The progress of insight is a set of stages that diligent meditators pass through on the path of insight. Some of the “content based” or psychological insights into ourselves can be interesting and helpful, but when I say “insight,” these stages are what I am talking about. Just so that you have seen the whole list of the names of these stages, the formal names of stages of insight in order are:

The Pre-Vipassana Stages, 1st Vipassana Jhana

1. Mind and Body
2. Cause and Effect
3. The Three Characteristics

The 2nd Vipassana Jhana

4. The Arising and Passing Away

The 3rd Vipassana Jhana, The Dukkha Ñanas, The Dark Night

5. Dissolution
6. Fear
7. Misery
8. Disgust
9. Desire for Deliverance
10. Re-observation

The 4th Vipassana Jhana

11. Equanimity
12. Conformity
13. Change of Lineage
14. Path

Nirvana (first of two meanings)

15. Fruition

Review

16. Review

I will give detailed descriptions of them shortly.

I will refer to these stages by their shortened titles, their numbers and occasionally short-hand slang. These are formally known as “Knowledge of” and then the stage, e.g. “Knowledge of Mind and Body,” but I will just use the part after the “of.” They are also called “ñanas,” which means “knowledges”, usually with a number, as in “the first ñana.” Notice that I use the word stage rather than state. These are stages of heightened perception into the truth of things, opportunities to see directly how things actually are, but they are not seemingly stable states as with concentration practice. The jhanaic groupings refer to vipassana jhanas, which will be covered in more depth later, but they borrow their perspectives and certain fundamental aspects from their samatha jhana equivalents. In other ways they may diverge widely from the experience of pure samatha jhanas.

One of the most profound things about these stages is that they are strangely predictable regardless of the practitioner or the insight tradition. Texts two thousand years old describe the stages just the way people go through them today, though there will be some individual variation on some of the particulars today as then. The Christian maps, the Sufi maps, the Buddhist maps of the Tibetans and the Theravada, and the maps of the Khabbalists and Hindus are all remarkably consistent in their fundamentals.
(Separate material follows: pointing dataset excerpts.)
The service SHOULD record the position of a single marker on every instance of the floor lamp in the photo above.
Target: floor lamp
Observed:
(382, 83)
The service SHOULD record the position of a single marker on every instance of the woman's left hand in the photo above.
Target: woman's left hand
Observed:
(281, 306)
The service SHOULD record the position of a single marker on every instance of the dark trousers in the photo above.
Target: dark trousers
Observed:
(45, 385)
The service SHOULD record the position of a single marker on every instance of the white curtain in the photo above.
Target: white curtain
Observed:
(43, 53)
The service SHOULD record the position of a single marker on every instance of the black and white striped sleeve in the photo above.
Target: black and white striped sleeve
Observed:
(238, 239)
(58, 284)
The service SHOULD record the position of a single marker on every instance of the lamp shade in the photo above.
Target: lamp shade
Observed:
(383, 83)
I chanced into these classic experiences before I had any training in meditation, and I have met a large number of people who have done likewise. These maps, Buddhist or otherwise, are talking about something inherent in how our minds progress in fundamental wisdom that has little to do with any tradition and lots to do with the mysteries of the human mind and body. They are describing basic human development. These stages are not Buddhist but universal, and Buddhism is merely one of the traditions that describes them, albeit unusually well.

The progress of insight is discussed in a number of good books, such as Jack Kornfield’s A Path with Heart in the section called “Dissolving the Self”, which I highly recommend. A very extensive, thorough, accessible and highly recommended treatment of it is given in Mahasi Sayadaw’s works The Progress of Insight and Practical Insight Meditation (on BPS out of Sri Lanka), a partially castrated version of which appears in Jack Kornfield’s Living Dharma. It should be noted here that Practical Insight Meditation is my favorite dharma book of all time with no close competitors. If you can ever lay your hands on a copy, do so! Even the section of it that appears in Living Dharma is much better than having access to none of it at all.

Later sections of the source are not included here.